In conservative circles, the notion of an anti-Tory broadcast bias has become orthodox. At a time when conservatism rails against groupthink, how curious that those critical faculties are not deployed against this trope. Though TV channels may be in danger of being mushily centrist, they are certainly not left wing, nor in my experience do individual broadcasters’ politics make much difference to output. Broadcast journalists, of course, have views; the difference between GB News and its rivals is that the latter try and filter them out. They have processes to mitigate bias and get as close to due impartiality and balance as possible, even if they sometimes fail. GB News does not. Indeed, its guiding belief is that it shouldn’t try; that it exists in a broadcast landscape dominated by the left and needs to offer something different, something that isn’t duly impartial but truly impartial. GB News views itself as the embodiment of the “real” or “authentic” public, hence its “people’s channel” moniker. It is, more or less, the Daily Mail at the end of a remote control.

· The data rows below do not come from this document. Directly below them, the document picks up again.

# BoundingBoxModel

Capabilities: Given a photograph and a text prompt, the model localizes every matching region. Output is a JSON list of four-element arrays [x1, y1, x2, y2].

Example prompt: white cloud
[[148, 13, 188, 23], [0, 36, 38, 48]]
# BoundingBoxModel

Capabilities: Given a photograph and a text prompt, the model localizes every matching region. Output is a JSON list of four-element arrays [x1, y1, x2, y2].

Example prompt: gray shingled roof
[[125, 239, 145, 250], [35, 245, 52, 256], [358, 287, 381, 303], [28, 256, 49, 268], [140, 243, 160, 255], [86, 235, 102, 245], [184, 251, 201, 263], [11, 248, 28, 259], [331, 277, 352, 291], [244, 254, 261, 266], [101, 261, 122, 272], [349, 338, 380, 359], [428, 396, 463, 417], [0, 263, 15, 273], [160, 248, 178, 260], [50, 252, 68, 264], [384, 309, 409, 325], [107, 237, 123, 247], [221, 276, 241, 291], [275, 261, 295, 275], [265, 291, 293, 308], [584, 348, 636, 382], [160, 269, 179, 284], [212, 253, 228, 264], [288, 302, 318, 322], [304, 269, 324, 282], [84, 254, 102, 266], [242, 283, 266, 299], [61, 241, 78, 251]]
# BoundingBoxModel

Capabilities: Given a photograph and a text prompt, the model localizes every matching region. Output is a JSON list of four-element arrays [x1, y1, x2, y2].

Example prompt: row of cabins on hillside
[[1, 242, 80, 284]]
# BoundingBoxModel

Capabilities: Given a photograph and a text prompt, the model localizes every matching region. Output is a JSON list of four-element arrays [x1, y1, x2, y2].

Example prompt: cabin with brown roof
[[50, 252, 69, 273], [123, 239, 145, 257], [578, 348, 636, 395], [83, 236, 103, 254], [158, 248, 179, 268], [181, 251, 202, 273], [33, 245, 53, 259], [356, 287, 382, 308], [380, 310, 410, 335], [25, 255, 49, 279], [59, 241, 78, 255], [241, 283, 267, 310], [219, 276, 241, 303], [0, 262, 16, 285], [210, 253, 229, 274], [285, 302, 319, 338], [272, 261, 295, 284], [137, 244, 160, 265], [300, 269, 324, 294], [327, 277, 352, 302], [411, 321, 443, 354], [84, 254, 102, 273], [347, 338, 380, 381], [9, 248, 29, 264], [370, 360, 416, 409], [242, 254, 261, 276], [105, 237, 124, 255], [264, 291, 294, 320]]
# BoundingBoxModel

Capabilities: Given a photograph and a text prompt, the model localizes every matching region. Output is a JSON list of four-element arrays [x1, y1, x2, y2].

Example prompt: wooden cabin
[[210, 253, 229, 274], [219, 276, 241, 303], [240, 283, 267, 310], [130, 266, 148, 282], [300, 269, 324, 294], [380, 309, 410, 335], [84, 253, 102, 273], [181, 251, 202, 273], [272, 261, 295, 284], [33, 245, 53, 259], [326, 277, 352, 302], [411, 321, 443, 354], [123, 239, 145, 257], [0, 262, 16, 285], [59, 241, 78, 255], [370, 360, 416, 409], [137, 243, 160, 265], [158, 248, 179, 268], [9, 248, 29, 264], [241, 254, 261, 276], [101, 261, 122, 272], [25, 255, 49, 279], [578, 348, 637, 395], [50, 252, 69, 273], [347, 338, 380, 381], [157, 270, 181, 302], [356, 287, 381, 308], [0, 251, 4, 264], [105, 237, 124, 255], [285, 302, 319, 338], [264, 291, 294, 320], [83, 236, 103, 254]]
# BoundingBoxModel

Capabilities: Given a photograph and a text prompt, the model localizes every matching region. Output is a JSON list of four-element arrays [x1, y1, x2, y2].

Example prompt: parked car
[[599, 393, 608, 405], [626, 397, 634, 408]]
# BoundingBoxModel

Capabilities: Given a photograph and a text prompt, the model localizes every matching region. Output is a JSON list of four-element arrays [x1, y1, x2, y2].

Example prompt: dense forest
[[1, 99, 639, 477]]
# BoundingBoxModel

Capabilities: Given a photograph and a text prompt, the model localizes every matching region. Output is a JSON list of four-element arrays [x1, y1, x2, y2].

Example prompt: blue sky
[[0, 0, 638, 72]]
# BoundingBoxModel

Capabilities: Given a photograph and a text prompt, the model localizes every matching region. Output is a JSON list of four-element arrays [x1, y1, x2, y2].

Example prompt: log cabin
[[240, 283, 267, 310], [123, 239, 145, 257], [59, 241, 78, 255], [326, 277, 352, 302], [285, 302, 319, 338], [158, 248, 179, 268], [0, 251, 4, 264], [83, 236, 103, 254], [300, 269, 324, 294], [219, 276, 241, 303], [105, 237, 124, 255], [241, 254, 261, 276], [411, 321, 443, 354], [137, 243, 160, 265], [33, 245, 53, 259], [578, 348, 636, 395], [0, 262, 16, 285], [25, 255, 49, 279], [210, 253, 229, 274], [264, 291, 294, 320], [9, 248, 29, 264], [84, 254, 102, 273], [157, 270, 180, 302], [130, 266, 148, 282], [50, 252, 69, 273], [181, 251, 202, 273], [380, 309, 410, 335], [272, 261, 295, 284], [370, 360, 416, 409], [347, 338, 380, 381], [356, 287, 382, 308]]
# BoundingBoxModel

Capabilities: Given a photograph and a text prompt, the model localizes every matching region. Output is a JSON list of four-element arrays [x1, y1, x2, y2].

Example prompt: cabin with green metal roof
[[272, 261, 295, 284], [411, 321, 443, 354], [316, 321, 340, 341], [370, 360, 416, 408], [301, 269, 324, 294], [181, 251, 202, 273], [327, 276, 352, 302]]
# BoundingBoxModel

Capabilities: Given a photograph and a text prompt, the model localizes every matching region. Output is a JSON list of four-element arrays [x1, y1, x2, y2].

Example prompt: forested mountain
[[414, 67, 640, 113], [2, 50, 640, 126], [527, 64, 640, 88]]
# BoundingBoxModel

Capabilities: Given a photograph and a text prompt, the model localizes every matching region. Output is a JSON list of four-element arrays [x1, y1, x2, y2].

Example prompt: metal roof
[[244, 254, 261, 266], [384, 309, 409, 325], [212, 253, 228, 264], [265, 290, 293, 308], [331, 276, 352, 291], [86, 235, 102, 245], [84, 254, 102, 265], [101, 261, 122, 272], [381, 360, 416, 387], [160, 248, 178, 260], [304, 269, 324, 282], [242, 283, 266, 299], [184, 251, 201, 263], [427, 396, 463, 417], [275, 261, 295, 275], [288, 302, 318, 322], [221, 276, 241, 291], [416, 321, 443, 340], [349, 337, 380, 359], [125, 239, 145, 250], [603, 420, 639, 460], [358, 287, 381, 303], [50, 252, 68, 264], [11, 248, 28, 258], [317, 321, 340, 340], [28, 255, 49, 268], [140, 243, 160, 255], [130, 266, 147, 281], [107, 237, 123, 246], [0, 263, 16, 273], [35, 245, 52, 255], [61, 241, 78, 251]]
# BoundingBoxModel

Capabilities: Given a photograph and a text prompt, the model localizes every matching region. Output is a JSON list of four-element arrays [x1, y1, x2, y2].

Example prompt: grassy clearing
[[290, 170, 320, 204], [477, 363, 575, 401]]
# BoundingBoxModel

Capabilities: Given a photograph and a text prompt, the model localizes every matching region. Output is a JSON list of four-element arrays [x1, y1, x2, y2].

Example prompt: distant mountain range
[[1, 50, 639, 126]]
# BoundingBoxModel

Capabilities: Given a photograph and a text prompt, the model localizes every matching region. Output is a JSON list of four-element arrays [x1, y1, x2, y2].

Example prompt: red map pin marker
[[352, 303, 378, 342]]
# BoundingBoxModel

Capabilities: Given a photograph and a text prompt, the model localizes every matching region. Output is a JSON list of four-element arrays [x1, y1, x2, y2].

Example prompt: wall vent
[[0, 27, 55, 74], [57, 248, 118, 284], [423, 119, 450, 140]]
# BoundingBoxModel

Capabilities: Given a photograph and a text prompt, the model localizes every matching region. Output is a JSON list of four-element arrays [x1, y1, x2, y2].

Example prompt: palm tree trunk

This isn’t to say GB News offers nothing of value. Watch it and you find a channel with some daring, if occasionally surreal, production. John Cleese’s new show involved an interview with the former Who Wants to Be a Millionaire? host Chris Tarrant, discussing the evils of the tabloid press in the hall of a castle. “Farage at Large”, in which the former Brexit Party leader goes to parts of the country rarely graced by TV cameras, is an arresting watch, not least because he is a very skilful broadcaster. GB News has hired some excellent reporters, including the former Sky News home affairs correspondent Mark White and the former Daily Telegraph associate editor Christopher Hope.
What it isn’t is a news channel, in the sense that we have traditionally understood the term. The stream of Conservative politicians presenting on it poses big questions for the political and media class. More and more Labour MPs wonder whether an incoming Starmer government should ask Ofcom to intervene over the insurgent network. Perhaps Rishi Sunak should get ahead of them – the best thing he could do for the future of his party is neutralise a TV news channel that will only intensify the Tory party’s radicalisation in opposition.
There’s something to be said for GB News’s pushing of the boundaries. TV news can be a solid place. But to paraphrase Hugh Gaitskell, if we’re going to end 50 years of TV news, my goodness, it is a decision that needs a little care and thought. If Johnson being given his own show isn’t enough to start a serious conversation about the channel’s future, then I’m not sure what will.